Why would I say something now? I am exhausted from the guilt, fear, and shame and mostly from the twenty-eight year long burden of keeping this secret in a possibly misguided overestimation of my own capacity and responsiblity to protect the world from the knowledge of something evil and ugly; as if I was required (forced, really, shoved and held down by Elie Wiesel, himself), at nineteen, to throw my body and mind on top of this grenade, for the sake of all Jews, for the sake of the world. For twenty-eight years, when I would see one of his works on the bookshelf of a friend or family member, see his name or face in the news, read him quoted or referenced, hear him lauded as some kind of Tzadik, I would feel nauseous. I would think that he had fooled everyone and I would feel embarrassed on their behalf for having been fooled. I am not interested in revenge or punishment. I just want, finally, to get rid of this thing, this implanted tumor, this lodged bullet. I am giving it away, dispersing it, diffusing it, vaporizing it. If you think it is important to keep, then you do it, because I am done.

Listman is well aware that she is going to face a backlash for bringing disrepute to Wiesel. Max Blumenthal described the wrath faced by anyone who dared to criticize Wiesel. Listman expects that people will be angry at her but says that the damage to his reputation is not her fault but his because he was the one who acted that way.

If you are sad and in mourning for your lost icon, I am not to blame for taking him away from you. I am not to blame for robbing the Jewish community of a leader, the world of a symbol, or his family of their memories. I did not do it. He did. He is the only one responsible for his evil act. He is the only one responsible for building his legacy as a house of cards. You may have to repeat that to yourself a number of times, as I have. He did this, not me. He did it.

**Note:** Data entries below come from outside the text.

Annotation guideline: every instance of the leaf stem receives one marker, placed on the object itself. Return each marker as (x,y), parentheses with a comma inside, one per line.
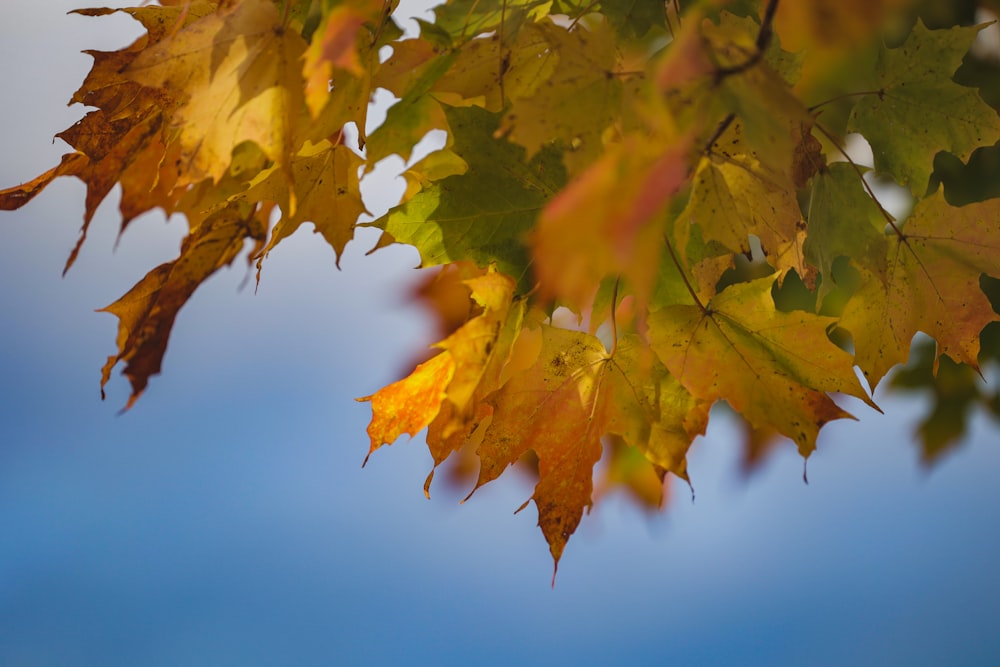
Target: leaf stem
(764,36)
(580,15)
(723,126)
(845,96)
(680,270)
(614,316)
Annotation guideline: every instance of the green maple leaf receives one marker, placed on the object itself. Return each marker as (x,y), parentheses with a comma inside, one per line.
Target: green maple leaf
(483,214)
(843,222)
(929,283)
(919,110)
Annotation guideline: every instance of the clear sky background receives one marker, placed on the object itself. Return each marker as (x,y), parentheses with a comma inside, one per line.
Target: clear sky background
(226,519)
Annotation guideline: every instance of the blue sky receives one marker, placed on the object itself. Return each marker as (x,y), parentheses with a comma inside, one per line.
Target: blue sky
(226,519)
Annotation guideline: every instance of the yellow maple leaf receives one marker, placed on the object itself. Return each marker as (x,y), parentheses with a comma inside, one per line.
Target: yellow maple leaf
(930,283)
(774,368)
(571,395)
(234,75)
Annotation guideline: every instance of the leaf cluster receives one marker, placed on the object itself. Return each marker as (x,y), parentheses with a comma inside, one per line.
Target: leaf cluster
(641,209)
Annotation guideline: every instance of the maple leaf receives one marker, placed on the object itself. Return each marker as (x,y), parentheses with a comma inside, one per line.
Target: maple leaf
(416,114)
(605,222)
(234,76)
(327,193)
(579,99)
(447,392)
(772,367)
(497,73)
(560,406)
(929,283)
(337,48)
(918,110)
(582,141)
(843,222)
(146,313)
(409,405)
(483,214)
(735,195)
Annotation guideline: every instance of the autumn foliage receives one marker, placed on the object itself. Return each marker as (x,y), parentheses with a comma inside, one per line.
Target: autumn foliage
(641,209)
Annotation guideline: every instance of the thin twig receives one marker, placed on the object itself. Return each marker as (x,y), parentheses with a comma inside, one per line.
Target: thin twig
(614,316)
(680,270)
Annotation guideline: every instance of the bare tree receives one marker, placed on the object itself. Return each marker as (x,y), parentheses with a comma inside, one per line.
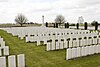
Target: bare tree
(60,19)
(21,19)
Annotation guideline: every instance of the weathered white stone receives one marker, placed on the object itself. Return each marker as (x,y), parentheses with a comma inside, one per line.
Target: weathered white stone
(61,44)
(65,44)
(12,61)
(21,60)
(78,52)
(53,45)
(3,44)
(2,61)
(57,45)
(69,54)
(6,50)
(83,51)
(74,52)
(48,46)
(70,43)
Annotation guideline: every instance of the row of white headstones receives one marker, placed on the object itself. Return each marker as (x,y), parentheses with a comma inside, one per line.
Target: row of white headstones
(58,38)
(7,60)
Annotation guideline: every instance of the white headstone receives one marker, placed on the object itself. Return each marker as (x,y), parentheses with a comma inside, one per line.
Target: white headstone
(2,61)
(12,61)
(6,50)
(69,54)
(48,46)
(21,60)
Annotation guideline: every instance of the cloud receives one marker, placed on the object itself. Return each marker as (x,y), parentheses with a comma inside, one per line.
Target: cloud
(34,9)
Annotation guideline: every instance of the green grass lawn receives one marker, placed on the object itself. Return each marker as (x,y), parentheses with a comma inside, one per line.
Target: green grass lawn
(37,56)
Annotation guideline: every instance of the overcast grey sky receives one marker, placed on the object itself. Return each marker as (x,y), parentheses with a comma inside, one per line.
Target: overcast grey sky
(34,9)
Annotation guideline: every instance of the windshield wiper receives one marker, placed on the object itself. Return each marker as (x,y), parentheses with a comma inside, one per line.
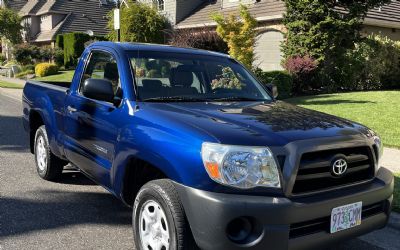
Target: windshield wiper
(174,99)
(235,98)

This story is newsworthy because Wiesel is famous and someone who carefully cultivated his public image. But how many people have had similar experiences at the hands of others who are less well-known and have suffered the same sense of shame and trauma for years as Listen says she has had?

We can expect to hear more and more of such stories of famous and powerful people who have taken advantage of their position to impose their will on powerless people.

Comments

  1. says

    We can expect to hear more and more of such stories of famous and powerful people who have taken advantage of their position to impose their will on powerless people.

    We should but I suspect that the powerful will grow tired of hearing that their power doesn’t grant them whatever they want. Damn it, what’s the point of being rich or powerful if you can’t inflict your will on others!?

    There’s a subtext in all of this that worries me: it was pretty obvious that some of these people are manipulative assholes. Weinstein, for example, or O’Reilly for another, were verbally abusive, professionally abusive, publicly and openly assholes. Why is anyone surprised to discover that they are abusive in private, too, and that their sexuality was abusive? Take, for example, Martin Shkreli -- who we mostly would agree is an asshole -- would anyone be at all surprised to discover that he approaches sex as a matter of financial dominance, just like he approaches record collecting or running a business? We have boardrooms full of powerful and wealthy people who are widely known to be “difficult to work with” or abusive. We should assume that they’re difficult or abusive in most respects, and not be surprised to learn they are.

  2. Ed Farber says

    I’m just curious how she knows that Wiesel mistook her for an underage ultra orthodox girl (making him a pedophile). Without corroborating evidence you cannot accuse a dead person of a crime as they can’t respond. I’m not even suggesting she isn’t telling the truth. I’m saying she has no right to accuse a dead man of such an offense without proof beyond her own memory. And it is offensive for the media to cover it. Who will respond for Wiesel??

  3. Mano Singham says

    Ed,

    Newsweek contacted her then fiancee (who is now her ex-husband) who corroborated her story, saying that while he did not see the groping, she had told him immediately afterwards and they had discussed it.